Smith Lecture: Testing UV-B Radiation as a Proposed Driver of the End-Permian Biotic Crisis
Cindy Looy, Berkeley
Friday, December 7, 2018
Room 1528 - 1100 North University Building Map
The ozone layer plays a vital role in intercepting harmful solar ultraviolet-B radiation (UV-B) from reaching Earth’s surface. However, its effectiveness in doing so has fluctuated in the past and little is known of the impacts of a thinning ozone layer on vegetation. Anticipating potential consequences in the future depends on understanding time intervals with heightened UV stress in the past. The largest mass extinction in history at the end of the Permian Period (~252 million years ago) may have been one of these time intervals. Plant fossil records from this crisis show two odd features worldwide. Many pollen grains produced by vanishing woodland seed plants were malformed, and lycopsids spread their spores frequently as unseparated clusters of four.

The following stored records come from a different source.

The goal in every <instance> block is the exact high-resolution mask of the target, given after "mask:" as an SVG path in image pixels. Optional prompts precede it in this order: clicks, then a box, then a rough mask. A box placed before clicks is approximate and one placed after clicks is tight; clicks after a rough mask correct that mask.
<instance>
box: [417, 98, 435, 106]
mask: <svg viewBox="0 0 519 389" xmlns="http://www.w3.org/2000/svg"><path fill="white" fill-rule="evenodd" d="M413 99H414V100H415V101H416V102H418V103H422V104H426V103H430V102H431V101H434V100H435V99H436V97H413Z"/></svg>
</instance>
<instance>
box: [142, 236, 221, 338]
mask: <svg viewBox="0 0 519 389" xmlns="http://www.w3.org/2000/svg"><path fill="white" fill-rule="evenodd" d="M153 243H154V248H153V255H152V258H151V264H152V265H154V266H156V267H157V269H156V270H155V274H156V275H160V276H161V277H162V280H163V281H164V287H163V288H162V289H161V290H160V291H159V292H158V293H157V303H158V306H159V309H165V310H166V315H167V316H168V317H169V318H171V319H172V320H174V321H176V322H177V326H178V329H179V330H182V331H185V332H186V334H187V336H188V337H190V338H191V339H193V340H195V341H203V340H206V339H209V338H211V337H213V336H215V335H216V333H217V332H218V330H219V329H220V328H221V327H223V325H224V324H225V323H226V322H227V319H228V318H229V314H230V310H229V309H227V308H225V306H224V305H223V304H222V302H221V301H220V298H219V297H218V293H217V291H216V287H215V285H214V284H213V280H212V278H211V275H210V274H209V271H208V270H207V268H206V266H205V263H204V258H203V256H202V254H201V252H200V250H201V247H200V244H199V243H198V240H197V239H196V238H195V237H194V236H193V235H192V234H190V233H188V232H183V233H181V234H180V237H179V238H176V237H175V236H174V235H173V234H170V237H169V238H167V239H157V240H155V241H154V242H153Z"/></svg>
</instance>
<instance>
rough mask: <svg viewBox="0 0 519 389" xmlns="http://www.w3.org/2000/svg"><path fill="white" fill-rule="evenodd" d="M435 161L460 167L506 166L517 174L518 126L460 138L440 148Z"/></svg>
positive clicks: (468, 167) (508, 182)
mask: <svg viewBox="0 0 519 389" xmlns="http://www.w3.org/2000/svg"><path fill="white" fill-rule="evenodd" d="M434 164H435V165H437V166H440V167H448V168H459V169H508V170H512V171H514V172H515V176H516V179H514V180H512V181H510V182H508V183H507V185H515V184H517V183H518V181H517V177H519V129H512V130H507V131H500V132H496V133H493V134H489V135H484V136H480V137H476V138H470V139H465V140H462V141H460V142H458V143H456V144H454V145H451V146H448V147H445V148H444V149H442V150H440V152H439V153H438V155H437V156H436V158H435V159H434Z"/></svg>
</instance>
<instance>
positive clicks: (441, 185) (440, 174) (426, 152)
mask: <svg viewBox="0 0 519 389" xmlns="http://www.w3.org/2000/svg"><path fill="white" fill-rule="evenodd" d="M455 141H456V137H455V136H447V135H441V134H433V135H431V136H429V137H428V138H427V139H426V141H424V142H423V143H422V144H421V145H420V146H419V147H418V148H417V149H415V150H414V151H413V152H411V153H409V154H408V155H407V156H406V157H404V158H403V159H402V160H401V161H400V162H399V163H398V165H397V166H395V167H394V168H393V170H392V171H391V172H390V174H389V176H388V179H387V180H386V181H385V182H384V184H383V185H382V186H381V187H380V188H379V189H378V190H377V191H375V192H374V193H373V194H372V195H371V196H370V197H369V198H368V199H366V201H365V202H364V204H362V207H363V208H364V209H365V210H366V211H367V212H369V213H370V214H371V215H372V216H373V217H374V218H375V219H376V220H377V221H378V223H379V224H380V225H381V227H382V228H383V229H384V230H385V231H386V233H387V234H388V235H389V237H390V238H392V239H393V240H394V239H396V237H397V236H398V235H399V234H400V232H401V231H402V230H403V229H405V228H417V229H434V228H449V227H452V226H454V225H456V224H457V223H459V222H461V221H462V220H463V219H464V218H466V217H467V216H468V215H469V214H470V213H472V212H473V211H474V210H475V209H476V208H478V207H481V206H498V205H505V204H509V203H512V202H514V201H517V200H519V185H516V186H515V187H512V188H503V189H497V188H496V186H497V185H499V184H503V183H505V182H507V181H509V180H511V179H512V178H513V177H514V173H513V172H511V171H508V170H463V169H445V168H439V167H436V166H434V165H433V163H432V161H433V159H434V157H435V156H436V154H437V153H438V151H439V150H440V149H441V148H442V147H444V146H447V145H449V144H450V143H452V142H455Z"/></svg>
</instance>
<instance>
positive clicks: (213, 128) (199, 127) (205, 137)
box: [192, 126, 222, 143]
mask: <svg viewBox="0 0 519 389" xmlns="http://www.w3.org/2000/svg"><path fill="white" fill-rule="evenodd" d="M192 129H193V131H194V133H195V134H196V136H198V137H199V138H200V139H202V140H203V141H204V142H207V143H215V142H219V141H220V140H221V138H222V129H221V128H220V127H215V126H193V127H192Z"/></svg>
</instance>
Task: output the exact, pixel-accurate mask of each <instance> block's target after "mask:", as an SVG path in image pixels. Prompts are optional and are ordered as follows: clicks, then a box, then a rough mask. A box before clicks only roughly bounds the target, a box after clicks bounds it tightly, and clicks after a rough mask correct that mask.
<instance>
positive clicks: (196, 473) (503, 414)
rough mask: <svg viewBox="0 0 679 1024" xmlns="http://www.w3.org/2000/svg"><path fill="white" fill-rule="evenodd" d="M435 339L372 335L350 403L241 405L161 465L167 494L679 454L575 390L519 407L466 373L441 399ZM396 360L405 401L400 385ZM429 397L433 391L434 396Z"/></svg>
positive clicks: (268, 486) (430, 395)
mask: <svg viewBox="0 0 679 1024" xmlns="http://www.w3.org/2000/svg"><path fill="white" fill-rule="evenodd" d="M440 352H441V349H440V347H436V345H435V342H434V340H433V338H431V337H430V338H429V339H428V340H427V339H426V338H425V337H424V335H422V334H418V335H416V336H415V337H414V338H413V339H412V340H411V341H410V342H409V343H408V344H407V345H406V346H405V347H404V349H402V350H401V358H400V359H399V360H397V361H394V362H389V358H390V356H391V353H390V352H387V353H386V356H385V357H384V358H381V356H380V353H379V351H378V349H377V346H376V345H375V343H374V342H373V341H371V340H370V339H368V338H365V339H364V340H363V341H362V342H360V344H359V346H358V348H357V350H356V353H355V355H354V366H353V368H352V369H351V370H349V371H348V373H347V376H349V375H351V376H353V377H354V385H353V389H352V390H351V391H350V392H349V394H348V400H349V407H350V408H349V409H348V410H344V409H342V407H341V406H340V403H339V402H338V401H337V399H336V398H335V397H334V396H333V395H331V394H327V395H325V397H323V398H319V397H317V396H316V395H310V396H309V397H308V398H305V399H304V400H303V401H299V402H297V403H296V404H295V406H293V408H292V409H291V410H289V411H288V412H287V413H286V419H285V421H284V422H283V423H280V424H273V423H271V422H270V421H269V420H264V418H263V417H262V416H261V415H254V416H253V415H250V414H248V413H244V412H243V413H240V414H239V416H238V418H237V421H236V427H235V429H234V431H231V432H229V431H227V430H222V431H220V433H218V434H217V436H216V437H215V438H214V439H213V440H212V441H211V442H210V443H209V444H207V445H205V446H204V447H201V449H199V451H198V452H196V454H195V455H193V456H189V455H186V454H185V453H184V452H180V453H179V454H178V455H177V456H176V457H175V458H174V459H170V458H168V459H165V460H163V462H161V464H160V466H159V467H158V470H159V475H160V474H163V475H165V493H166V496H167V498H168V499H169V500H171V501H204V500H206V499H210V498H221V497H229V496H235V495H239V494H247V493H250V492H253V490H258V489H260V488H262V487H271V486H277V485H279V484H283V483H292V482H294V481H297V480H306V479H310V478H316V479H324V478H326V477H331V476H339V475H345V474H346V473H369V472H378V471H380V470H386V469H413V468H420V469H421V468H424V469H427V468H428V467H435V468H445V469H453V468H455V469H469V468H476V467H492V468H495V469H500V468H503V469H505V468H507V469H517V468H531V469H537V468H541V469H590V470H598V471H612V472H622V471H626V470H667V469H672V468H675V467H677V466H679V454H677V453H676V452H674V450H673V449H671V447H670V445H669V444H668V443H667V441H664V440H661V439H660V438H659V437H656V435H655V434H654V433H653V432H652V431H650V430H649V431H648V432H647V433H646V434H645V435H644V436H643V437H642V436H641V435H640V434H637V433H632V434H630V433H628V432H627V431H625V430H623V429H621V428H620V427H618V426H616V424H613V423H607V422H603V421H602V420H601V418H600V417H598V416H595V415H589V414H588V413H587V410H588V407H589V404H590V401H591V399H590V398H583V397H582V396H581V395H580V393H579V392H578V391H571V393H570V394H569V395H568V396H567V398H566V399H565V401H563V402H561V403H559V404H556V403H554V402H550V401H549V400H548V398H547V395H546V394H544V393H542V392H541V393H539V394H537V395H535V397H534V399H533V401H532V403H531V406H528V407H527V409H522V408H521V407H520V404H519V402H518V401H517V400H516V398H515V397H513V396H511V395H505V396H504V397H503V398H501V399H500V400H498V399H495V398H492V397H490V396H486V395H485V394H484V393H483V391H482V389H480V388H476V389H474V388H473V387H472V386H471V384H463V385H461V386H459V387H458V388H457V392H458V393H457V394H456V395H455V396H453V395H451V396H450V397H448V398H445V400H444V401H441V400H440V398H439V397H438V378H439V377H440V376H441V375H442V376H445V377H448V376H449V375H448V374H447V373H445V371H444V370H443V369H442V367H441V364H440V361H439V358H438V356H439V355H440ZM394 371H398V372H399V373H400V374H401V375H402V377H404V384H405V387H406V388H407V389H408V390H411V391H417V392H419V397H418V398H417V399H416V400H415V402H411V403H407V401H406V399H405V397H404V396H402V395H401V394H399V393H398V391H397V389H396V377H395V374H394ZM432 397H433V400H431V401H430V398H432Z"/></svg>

Heightened UV-B exposure was hypothesized to have caused these abnormalities. Compounds produced by the largest volcanic province in history, the Siberian Traps, likely caused prolonged or frequent deterioration of the ozone shield. Using the results of UV-B radiation experiments I will show that the collapse of the ozone layer could explain the abnormalities and extinction patterns in plants observed during the end-Permian biotic crisis.